10

I'm producing a sequence of 50 items each tree seconds. I then want to batch them at max 20 items, but also not waiting more than one second before I release the buffer.

That works great!

But since the interval never dies, Buffer keeps firing empty batch chunks...

How can I avoid that? Shure Where(buf => buf.Count > 0)should help - but that seems like a hack.

Observable
    .Interval(TimeSpan.FromSeconds(3))
    .Select(n => Observable.Repeat(n, 50))
    .Merge()
    .Buffer(TimeSpan.FromSeconds(1), 20)
    .Subscribe(e => Console.WriteLine(e.Count));

Output:

0-0-0-20-20-10-0-20-20-10-0-0-20-20
svick
  • 236,525
  • 50
  • 385
  • 514
Lars Corneliussen
  • 2,513
  • 2
  • 26
  • 36

3 Answers3

7

The Where filter you propose is a sound approach, I'd go with that.

You could wrap the Buffer and Where into a single helper method named to make the intent clearer perhaps, but rest assured the Where clause is idiomatic Rx in this scenario.
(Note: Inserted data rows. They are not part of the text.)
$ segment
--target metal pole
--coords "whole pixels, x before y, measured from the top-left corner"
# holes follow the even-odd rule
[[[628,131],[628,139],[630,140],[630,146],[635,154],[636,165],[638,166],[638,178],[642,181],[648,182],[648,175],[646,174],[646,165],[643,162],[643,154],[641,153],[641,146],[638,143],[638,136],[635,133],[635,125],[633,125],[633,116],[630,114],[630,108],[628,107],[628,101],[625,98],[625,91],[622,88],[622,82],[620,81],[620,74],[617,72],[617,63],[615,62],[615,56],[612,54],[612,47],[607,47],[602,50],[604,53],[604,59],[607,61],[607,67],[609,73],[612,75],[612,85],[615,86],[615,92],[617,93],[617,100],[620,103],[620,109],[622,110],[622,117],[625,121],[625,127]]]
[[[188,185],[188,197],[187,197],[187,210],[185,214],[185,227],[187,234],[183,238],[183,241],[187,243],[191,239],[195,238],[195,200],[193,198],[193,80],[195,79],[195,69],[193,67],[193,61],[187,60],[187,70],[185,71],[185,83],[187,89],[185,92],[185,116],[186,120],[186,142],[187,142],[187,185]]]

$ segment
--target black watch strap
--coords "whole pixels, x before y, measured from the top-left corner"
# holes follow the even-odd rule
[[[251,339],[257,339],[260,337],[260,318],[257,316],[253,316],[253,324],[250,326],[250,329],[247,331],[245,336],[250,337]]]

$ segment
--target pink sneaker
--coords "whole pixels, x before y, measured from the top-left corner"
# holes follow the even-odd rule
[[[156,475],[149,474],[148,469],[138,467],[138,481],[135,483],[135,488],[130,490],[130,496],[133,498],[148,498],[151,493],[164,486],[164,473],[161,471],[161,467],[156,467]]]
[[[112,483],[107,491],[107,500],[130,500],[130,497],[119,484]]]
Think of it this way; an empty Buffer is relaying information that no events occurred in the last second. While you can argue that this is implicit, it would require extra work to detect this if Buffer didn't emit an empty list. It just so happens it's not information you are interested in - so Where is an appropriate way to filter this information out.

A lazy timer solution

Following from your comment ("...the timer... be[ing] lazily initiated...") you can do this to create a lazy timer and omit the zero counts:

var source = Observable.Interval(TimeSpan.FromSeconds(3))
                    .Select(n => Observable.Repeat(n, 50))
                    .Merge();

var xs = source.Publish(pub =>
    pub.Buffer(() => pub.Take(1).Delay(TimeSpan.FromSeconds(1))
                        .Merge(pub.Skip(19)).Take(1)));

xs.Subscribe(x => Console.WriteLine(x.Count));

Explanation

Publishing

This query requires subscribing to the source events multiple times. To avoid unexpected side-effects, we use Publish to give us pub which is a stream that multicasts the source creating just a single subscription to it. This replaces the older Publish().RefCount() technique that achieved the same end, effectively giving us a "hot" version of the source stream.

In this case, this is necessary to ensure the subsequent buffer closing streams produced after the first will start with the current events - if the source was cold they would start over each time. I wrote a bit about publishing here.

The main query

We use an overload of Buffer that accepts a factory function that is called for every buffer emitted to obtain an observable stream whose first event is a signal to terminate the current buffer.

In this case, we want to terminate the buffer when either the first event into the buffer has been there for a full second, or when 20 events have appeared from the source - whichever comes first.

To achieve this we Merge streams that describe each case - the Take(1).Delay(...) combo describes the first condition, and the Skip(19).Take(1) describes the second.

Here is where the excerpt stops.